# What's the importance of continuous functions and continuity?

While studying calculus, I've read about continuous functions but I still couldn't figure out what's the importance of the concept, I imagine that the concept (and also the concept of continuity) may have it's importance in calculus and also in some branches of higher mathematics - If I'm not mistaken, I've seen continuity in some book on topology.

• Continuity in calculus is more or less just a guarantee that the function behaves nicely in a few respects (especially concerning limits). – Arthur Oct 3 '13 at 6:52

One use for them is in applied mathematics when using numerical methods to approximate a value using Taylor's Theorem, which only works for $k^{th}$ order differentiable functions. If a function was discontinuous, Taylor's Theorem could fail.

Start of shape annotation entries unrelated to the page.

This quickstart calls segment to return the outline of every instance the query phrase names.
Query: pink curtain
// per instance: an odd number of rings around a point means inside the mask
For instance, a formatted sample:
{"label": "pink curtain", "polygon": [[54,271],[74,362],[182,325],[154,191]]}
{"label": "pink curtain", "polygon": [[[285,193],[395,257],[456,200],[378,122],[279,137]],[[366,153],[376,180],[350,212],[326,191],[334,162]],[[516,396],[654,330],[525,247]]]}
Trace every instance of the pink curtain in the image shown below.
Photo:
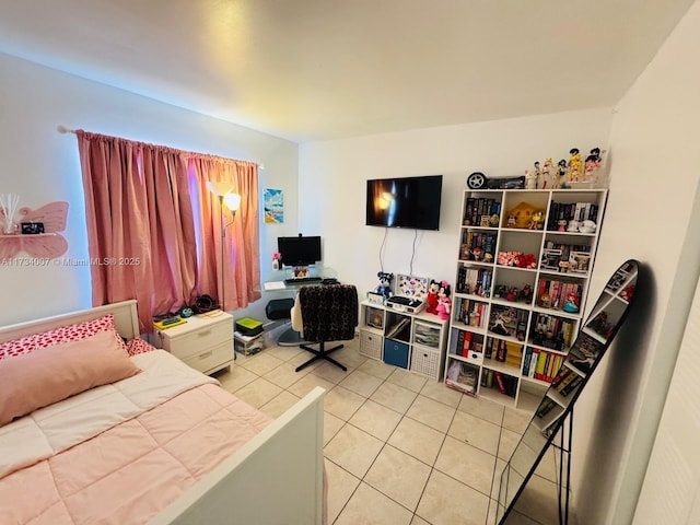
{"label": "pink curtain", "polygon": [[[224,298],[224,310],[247,306],[260,299],[260,232],[258,209],[257,164],[211,155],[189,156],[191,192],[198,221],[198,292]],[[207,182],[226,183],[241,195],[235,215],[209,191]],[[223,236],[222,218],[223,212]],[[221,243],[223,242],[223,280],[221,277]],[[224,289],[222,289],[222,282]]]}
{"label": "pink curtain", "polygon": [[91,265],[94,305],[137,299],[147,332],[156,314],[202,293],[221,298],[219,201],[207,180],[232,180],[243,197],[224,240],[225,307],[259,299],[256,164],[77,135],[89,252],[101,261]]}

See here for detailed explanation on Taylor's Theorem

The importance of continuity is easiest explained by the Intermediate Value theorem : It says that, if a continuous function takes a positive value at one point, and a negative value at another point, then it must take the value zero somewhere in between.

One striking example of this fact is the following : Find the temperature at the south and north pole, and take their difference (call is $\alpha$). Then move from the north pole to the south pole, and at each point take the difference between the temperatures at that point and at the "diametrically opposite" point on the earth. When you finally reach the south pole, this difference will be $-\alpha$).

The Intermediate Value theorem now tells you that there must exist two diametrically opposite points on the earth with equal temperature.

Another "mathematical" example is that any polynomial of odd degree must have a (real) root; because as you go to $-\infty$, it must become negative, and as you go to $+\infty$, it must become positive eventually (Think about why this must happen)

Continuity is much more than these simple-minded examples, though, and you could look at some elementary books on topology/analysis to gain a deeper understanding.